Sob o prisma de uma “Revolução dos Alimentos” encontra-se nela a semente e o embrião que resultariam nas culturas e civilizações até os nossos dias sobre todo o planeta habitável. Esse progresso todo e essas conquistas todas foram cobrando um preço cada vez mais alto ao meio  ambiente já que os recursos e matérias primas foram subtraídas a ele, justificando a avaliação como “uma Traição à natureza”. Mas “enquanto o espaço é suficiente e  a densidade demográfica pequena, não se tornam  muito conscientes tais sentimentos”. (Rambo, 1942, p. 338). O autor refere-se nessa passagem ao impacto da ação do homem sobre a natureza de até 100 anos atrás. Foram necessários 20 milênios para que a Revolução dos Alimentos revelasse a sua face, embutida no potencial de  progresso e desenvolvimento humano que Wilson chamou de “primeira traição à natureza”. Com o crescimento geométrico da humanidade invadindo o planeta até seu seus confins mais remotos, a natureza foi pagando na mesma proporção um preço cada vez mais alto, num espaço de tempo também cada vez mais curto. No  decorrer dos últimos séculos essa dinâmica assumiu as proporções  cujos resultados vão se somando numa velocidade geométrica. No começo discretamente, começaram a piscar as luzes de alerta. Aos poucos, cá e lá, fizeram-se ouvir sirenes de alerta. Hoje esses alarmes ecoam por todos os recantos do planeta. Vivemos a situação “em que as necessidades brutais da vida forçam a interferir sempre mais na expressão natural do ambiente, despertando a dor perante a destruição de suas feições naturais, e o desejo de conservar, senão no conjunto ao menos em alguns lugares nos traços mais característicos”. (Rambo, 1942, p. 338)

Passaram-se 75 anos desde que o Pe. Rambo escreveu essa observação na sua “Fisionomia” do Rio Grande do Sul”. A agressão, a devastação e a degradação do meio ambiente alcançou uma profundidade e extensão tal que Edward Wilson fala numa “segunda traição” à natureza.

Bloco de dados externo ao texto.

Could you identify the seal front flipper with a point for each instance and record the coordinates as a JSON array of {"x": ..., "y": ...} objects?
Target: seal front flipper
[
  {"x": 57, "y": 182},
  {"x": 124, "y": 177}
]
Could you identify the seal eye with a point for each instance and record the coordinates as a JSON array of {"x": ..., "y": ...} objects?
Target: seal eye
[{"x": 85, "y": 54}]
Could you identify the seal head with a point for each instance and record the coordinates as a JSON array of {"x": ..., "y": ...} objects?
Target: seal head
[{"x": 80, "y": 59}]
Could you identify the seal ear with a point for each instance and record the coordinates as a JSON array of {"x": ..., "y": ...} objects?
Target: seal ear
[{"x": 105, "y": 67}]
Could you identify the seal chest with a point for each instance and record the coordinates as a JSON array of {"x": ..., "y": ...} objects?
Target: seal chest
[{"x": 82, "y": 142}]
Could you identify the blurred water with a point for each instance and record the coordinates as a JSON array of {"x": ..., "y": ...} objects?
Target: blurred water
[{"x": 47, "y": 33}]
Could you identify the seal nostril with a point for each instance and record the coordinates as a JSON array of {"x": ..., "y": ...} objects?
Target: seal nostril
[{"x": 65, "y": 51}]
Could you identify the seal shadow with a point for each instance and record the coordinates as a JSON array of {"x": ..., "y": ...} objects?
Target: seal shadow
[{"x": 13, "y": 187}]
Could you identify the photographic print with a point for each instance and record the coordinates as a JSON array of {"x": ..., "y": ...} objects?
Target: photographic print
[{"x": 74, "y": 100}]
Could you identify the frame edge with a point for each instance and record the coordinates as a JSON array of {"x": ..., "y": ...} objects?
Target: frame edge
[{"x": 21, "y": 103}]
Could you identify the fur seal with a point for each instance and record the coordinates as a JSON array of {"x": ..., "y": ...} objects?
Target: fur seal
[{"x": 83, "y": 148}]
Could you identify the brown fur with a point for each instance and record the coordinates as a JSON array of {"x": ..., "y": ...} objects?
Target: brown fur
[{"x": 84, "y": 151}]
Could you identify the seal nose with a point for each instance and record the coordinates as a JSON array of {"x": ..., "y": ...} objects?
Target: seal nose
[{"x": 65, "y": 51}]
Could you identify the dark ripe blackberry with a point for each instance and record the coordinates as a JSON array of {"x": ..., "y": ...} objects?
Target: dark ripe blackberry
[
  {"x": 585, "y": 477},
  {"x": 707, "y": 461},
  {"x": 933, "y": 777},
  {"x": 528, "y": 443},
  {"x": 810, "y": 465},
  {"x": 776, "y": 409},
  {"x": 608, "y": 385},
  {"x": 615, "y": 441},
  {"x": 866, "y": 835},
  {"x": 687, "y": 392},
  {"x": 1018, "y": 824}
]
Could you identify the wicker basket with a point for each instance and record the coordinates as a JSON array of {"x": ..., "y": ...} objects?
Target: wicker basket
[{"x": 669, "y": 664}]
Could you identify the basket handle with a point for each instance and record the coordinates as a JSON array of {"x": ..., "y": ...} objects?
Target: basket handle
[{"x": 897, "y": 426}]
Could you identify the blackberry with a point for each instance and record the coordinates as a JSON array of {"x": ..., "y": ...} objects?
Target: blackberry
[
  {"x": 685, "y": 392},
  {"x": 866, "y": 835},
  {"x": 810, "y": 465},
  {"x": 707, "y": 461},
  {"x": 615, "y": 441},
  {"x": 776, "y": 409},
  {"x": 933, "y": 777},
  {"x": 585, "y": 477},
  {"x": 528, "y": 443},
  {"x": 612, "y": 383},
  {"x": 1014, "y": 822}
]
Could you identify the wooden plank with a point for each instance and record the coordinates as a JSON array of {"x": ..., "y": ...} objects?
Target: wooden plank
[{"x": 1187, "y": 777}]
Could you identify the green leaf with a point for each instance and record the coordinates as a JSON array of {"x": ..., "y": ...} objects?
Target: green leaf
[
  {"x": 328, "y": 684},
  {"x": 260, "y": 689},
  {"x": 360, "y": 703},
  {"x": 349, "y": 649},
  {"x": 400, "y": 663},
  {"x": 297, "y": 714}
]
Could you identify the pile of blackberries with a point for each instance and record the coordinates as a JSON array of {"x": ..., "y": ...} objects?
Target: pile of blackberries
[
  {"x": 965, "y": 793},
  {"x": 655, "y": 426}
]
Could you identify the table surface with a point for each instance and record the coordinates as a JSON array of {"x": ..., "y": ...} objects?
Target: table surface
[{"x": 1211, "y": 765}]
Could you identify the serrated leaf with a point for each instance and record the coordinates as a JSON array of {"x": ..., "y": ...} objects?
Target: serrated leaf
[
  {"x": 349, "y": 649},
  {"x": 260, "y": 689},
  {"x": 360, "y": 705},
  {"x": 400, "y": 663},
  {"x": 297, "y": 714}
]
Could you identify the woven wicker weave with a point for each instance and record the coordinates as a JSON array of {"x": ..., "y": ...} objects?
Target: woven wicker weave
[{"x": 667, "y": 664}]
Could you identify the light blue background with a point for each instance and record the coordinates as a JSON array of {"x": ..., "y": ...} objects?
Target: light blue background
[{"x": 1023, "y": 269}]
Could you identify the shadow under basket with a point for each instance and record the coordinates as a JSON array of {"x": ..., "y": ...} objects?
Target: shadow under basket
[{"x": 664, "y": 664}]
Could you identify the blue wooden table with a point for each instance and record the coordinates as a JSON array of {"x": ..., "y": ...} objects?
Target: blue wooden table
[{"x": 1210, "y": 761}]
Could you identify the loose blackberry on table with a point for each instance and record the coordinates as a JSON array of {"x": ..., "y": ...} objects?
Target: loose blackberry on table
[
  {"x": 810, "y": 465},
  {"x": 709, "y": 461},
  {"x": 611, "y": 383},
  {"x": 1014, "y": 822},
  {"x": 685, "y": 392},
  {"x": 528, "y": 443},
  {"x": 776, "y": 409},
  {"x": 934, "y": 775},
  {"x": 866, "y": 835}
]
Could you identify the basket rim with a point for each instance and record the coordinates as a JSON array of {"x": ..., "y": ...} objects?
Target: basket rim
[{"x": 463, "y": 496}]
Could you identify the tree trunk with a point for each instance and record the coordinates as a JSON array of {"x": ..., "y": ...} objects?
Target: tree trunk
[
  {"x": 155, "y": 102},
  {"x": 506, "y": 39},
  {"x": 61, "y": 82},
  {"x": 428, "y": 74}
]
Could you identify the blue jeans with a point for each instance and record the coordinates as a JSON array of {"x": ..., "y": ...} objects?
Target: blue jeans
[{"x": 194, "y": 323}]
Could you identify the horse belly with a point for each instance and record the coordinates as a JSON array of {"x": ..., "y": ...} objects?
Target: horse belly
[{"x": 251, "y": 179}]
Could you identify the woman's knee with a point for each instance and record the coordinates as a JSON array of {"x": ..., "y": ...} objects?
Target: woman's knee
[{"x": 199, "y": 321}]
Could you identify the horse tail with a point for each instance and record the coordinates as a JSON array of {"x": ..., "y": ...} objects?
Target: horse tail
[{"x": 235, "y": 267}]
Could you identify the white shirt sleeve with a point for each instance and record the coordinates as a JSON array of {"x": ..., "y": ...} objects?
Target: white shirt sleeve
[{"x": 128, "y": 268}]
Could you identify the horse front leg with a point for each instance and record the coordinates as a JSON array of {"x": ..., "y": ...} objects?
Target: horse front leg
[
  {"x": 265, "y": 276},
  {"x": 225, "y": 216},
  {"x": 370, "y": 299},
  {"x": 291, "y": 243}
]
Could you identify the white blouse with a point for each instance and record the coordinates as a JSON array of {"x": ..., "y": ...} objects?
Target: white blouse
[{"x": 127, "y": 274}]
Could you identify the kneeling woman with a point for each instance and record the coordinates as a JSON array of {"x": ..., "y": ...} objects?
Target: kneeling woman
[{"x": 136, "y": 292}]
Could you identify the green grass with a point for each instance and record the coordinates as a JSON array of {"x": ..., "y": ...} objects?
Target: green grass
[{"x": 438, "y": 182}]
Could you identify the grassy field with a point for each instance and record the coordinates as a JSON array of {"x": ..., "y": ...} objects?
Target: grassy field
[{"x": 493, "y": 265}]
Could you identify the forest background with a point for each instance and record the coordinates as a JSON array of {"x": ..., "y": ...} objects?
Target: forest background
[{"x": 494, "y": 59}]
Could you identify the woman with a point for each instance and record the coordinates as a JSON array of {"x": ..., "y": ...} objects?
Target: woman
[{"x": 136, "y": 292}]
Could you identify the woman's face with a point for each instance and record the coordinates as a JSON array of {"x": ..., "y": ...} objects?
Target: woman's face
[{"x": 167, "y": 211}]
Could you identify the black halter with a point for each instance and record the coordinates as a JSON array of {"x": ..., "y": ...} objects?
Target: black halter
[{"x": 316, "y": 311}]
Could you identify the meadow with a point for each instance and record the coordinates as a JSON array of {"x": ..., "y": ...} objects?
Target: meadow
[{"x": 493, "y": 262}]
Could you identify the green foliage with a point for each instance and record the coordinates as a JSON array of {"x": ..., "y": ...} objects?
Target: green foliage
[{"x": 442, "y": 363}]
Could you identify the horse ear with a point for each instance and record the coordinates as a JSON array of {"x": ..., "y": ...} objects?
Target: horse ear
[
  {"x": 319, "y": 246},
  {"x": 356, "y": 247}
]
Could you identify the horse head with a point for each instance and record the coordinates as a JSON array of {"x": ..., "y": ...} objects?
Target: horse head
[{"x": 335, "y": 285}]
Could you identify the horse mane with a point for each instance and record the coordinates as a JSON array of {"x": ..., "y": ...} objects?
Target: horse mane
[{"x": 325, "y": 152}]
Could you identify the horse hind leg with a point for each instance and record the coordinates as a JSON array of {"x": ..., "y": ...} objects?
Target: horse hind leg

Agora com o resultado da atividade, teve início um sexto período de extinção. Embora não causado pela violência cósmica, seu potencial é suficiente para se tornar tão infernal como os cataclismos anteriores. Segundo estimativas feitas  em 2.004 por uma equipe de especialistas, apenas a mudança climática, se não for contida, poderá ser a causa primária da extinção de um quarto das espécies de plantas e animais terrestres nos meados deste século. (Wilson, 2.008, p. 88)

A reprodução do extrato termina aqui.